Eur J Obstet Gynecol Reprod Biol. 2015 Jul;190:7-10. doi: 10.1016/j.ejogrb.2015.03.031. Epub 2015 Apr 15.
To evaluate the reliability of fetal heart rate (FHR) parameters analyzed by computerized cardiotocography (cCTG) in predicting myocardial damage in pregnancies with placental insufficiency.
We evaluated 38 patients with placental insufficiency detected before 34 weeks of gestation. All patients underwent 30 min of cCTG (Sonicaid Fetal Care, version 2.2) and Doppler of umbilical artery, middle cerebral artery, and ductus venosus. Umbilical vein blood samples were collected at birth to determine fetal cardiac Troponin T, and a ≥0.09ng/ml value was deemed a sign of myocardial damage.
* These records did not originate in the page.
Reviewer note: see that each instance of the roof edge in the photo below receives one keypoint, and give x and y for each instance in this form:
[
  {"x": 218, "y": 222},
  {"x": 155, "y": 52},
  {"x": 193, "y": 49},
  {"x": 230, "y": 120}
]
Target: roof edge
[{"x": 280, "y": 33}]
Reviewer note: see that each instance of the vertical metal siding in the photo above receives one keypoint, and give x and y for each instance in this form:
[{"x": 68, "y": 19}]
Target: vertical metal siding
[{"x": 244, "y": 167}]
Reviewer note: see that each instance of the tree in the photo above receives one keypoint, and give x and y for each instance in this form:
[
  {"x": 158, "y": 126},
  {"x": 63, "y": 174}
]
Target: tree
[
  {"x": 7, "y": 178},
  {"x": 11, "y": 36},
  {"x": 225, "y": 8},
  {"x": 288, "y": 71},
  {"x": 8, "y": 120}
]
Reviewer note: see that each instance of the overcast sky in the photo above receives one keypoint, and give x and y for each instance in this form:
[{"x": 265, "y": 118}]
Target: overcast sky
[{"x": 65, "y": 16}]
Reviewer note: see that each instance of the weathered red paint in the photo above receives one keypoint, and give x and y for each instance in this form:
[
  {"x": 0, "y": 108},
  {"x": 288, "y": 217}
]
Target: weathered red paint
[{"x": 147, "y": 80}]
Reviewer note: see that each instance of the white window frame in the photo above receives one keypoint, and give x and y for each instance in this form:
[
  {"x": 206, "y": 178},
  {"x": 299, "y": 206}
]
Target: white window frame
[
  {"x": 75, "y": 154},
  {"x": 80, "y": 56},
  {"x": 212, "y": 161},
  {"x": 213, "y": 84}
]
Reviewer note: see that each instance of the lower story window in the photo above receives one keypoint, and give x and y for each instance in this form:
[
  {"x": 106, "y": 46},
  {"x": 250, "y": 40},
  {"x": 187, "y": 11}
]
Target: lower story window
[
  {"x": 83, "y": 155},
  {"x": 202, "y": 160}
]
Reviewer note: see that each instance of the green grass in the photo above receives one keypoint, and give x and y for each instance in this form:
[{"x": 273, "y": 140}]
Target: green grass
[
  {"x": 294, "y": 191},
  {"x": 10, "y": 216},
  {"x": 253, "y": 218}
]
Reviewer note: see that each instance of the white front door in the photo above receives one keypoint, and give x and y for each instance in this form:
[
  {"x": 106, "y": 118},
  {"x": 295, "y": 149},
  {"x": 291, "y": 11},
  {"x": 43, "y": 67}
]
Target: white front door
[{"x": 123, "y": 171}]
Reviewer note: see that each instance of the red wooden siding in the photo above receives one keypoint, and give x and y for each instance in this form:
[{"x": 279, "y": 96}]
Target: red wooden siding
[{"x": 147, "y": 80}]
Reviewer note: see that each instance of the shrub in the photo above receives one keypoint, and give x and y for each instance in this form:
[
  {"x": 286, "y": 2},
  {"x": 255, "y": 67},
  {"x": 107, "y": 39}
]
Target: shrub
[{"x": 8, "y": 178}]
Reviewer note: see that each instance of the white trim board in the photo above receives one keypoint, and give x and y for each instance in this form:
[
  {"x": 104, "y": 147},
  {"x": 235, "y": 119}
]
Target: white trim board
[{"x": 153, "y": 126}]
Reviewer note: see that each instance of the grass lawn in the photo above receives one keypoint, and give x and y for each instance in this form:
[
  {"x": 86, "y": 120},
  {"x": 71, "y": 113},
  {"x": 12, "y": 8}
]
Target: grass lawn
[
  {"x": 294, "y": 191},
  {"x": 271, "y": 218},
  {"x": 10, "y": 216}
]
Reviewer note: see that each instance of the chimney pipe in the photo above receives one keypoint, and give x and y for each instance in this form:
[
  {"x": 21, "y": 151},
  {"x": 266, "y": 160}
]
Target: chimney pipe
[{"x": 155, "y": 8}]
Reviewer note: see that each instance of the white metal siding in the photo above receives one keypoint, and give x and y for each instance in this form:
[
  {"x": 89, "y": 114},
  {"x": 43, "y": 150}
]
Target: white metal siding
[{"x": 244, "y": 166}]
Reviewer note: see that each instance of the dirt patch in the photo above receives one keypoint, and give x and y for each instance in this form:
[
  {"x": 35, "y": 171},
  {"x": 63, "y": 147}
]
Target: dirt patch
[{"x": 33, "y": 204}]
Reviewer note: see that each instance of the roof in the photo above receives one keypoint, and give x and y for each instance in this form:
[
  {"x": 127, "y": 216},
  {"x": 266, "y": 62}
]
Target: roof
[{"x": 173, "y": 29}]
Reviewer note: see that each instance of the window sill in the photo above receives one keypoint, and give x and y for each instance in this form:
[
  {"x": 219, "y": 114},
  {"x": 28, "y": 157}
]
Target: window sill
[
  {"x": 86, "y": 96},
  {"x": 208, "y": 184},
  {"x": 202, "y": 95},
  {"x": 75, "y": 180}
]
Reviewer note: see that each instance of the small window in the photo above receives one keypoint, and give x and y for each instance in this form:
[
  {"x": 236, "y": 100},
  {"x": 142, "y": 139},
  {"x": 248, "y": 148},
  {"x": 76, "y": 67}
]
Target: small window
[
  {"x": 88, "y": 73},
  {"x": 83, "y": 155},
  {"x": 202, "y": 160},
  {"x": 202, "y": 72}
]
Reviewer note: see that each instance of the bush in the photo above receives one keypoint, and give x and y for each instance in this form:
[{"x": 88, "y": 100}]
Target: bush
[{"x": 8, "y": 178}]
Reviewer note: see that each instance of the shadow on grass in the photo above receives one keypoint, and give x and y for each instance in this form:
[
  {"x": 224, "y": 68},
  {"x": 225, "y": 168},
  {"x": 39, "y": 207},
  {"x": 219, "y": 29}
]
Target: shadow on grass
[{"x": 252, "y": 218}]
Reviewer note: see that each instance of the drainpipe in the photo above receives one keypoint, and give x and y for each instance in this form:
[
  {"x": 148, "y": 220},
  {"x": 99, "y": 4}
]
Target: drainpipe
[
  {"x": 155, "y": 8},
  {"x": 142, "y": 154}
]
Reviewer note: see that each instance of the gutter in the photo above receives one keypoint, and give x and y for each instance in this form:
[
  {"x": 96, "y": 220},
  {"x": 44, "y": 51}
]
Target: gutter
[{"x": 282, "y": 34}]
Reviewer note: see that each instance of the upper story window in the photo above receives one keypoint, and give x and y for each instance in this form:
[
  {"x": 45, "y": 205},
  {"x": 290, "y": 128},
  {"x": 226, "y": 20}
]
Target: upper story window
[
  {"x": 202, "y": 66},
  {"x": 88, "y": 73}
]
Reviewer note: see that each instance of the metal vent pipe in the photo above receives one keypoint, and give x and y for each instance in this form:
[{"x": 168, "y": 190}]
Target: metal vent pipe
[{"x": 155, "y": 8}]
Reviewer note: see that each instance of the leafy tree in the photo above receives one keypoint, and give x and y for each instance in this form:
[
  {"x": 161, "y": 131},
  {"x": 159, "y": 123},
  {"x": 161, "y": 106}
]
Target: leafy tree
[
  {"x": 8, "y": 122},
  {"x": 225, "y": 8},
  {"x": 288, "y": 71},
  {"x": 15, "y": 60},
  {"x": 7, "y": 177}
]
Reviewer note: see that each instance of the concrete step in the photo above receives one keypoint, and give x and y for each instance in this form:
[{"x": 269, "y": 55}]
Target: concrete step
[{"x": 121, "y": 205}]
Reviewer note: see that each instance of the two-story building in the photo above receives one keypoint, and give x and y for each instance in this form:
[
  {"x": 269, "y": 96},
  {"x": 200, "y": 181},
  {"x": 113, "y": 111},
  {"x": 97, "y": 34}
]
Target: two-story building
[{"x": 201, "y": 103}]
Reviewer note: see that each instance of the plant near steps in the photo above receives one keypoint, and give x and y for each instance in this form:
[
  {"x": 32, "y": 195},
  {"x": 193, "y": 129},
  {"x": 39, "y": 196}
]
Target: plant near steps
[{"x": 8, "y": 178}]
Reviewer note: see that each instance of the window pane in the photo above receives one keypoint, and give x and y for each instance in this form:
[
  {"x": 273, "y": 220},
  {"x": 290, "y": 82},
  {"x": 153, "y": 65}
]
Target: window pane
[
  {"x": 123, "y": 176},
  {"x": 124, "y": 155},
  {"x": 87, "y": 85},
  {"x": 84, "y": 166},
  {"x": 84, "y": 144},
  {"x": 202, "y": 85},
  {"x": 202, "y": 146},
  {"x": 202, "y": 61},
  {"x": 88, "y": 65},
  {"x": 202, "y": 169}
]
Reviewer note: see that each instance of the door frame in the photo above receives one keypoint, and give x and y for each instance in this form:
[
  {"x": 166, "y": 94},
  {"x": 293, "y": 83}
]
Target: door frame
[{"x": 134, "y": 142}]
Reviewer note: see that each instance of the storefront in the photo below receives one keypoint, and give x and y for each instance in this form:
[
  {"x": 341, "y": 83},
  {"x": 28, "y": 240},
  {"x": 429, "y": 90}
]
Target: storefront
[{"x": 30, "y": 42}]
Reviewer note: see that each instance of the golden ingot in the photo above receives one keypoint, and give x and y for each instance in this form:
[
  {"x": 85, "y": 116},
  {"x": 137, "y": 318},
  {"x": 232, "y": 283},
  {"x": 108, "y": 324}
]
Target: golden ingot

The fetuses with myocardial damage (39%) showed significantly increased values of umbilical artery pulsatility index z-score (P=0.003), ductus venosus pulsatility index z-score (P=0.007), basal FHR (P=0.033) and periods of low episodes (P=0.038). The number of small accelerations and the short-term variation (STV) were significantly reduced in the group with myocardial damage (P=0.013 and P=0.003, respectively). Logistic regression analysis identified STV and gestational age at delivery as independent predictors for fetal myocardial damage, with area under ROC curve of 0.91.
Computerized cardiotocography parameters may be useful in the management of early onset placental insufficiency, and the association of STV with gestational age could play a role in detecting myocardial injury in pregnancies with placental insufficiency.
评估计算机化心动图(cCTG)分析的胎儿心率(FHR)参数在预测胎盘功能不全妊娠心肌损伤中的可靠性。
我们评估了34周前检测出胎盘功能不全的38例患者。所有患者均接受了30分钟的cCTG(Sonicaid Fetal Care,版本2.2)以及脐动脉、大脑中动脉和静脉导管的多普勒检查。出生时采集脐静脉血样本以测定胎儿心肌肌钙蛋白T,≥0.09ng/ml的值被视为心肌损伤的标志。
有心肌损伤的胎儿(39%)脐动脉搏动指数z评分(P=0.003)、静脉导管搏动指数z评分(P=0.007)、基础FHR(P=0.033)和低心率发作期(P=0.038)的值显著升高。心肌损伤组的小加速次数和短期变异(STV)显著减少(分别为P=0.013和P=0.003)。逻辑回归分析确定STV和分娩时的孕周是胎儿心肌损伤的独立预测因素,ROC曲线下面积为0.91。
计算机化心动图参数可能有助于早期胎盘功能不全的管理,STV与孕周的关联可能在检测胎盘功能不全妊娠的心肌损伤中发挥作用。